ULP students experience a great deal of anxiety about their project work. They are understandably concerned about taking the lead to challenge the attitudes, values, and behaviors that maintain the status quo in the delivery of services at their placement agencies. They feel vulnerable as student interns, and are worried about falling on their swords. Supervisors have a critical role in containing students’ anxiety by actively listening to their concerns, supporting objective analysis, modeling professional distance, and teaching them about the limits of their role as change agent. By helping supervisees find sustenance for their journey to become effective clinicians and leaders, field educators are making an invaluable contribution to the ULP, to placement agencies, and to the social work profession.
Belkin-Martinez, D. (2004). Therapy for liberation: The Paulo Friere methodology. Retrieved from http://www.liberationhealth.org
Heifetz, R.A. (1994). Leadership without easy answers. Cambridge, MA: Belknap Press.
Heifetz, R., Grashow, A. & Linksy, M. (2009). The practice of adaptive leadership. Boston, MA: Harvard Business Press.

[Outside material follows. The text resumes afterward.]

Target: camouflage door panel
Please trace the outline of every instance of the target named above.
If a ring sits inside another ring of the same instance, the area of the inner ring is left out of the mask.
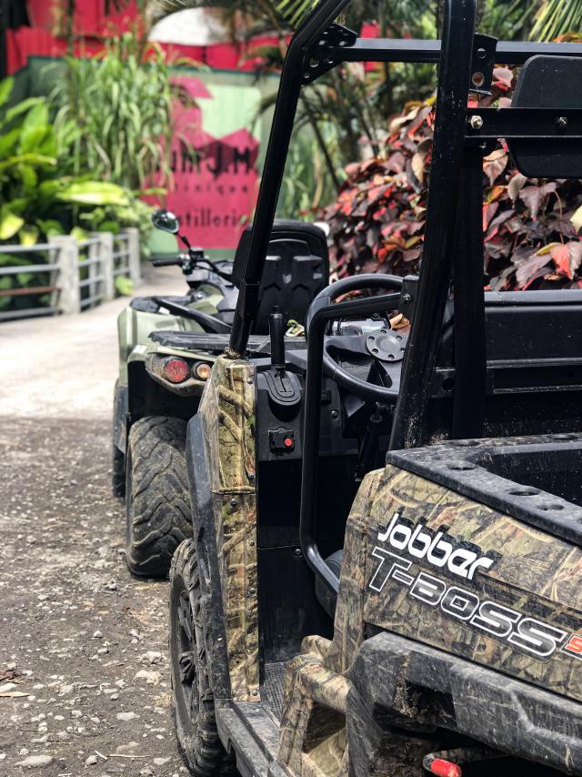
[[[219,357],[200,403],[233,699],[260,701],[253,365]]]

Heifetz, R.A., & Linsky, M. (2002). Leadership on the line. Boston, MA: Harvard Business School Press.
[1] Much of the information in this section is reproduced from the ULP Handbook. The author of this article is an adjunct member of the ULP faculty and has been involved in writing and editing the handbook, which is revised on an annual basis.
[2] Much of the information in this section is reproduced from the ULP Handbook. The author has been working with Advanced Year ULP students since 2004 to help them develop their leadership projects.
[3] The names of the ULP student and his supervisor have been changed to preserve confidentiality.
[4] The development and implementation of evaluative practices is an ongoing focus at the counseling center, where the seeds that Dennis planted during his internship have grown roots!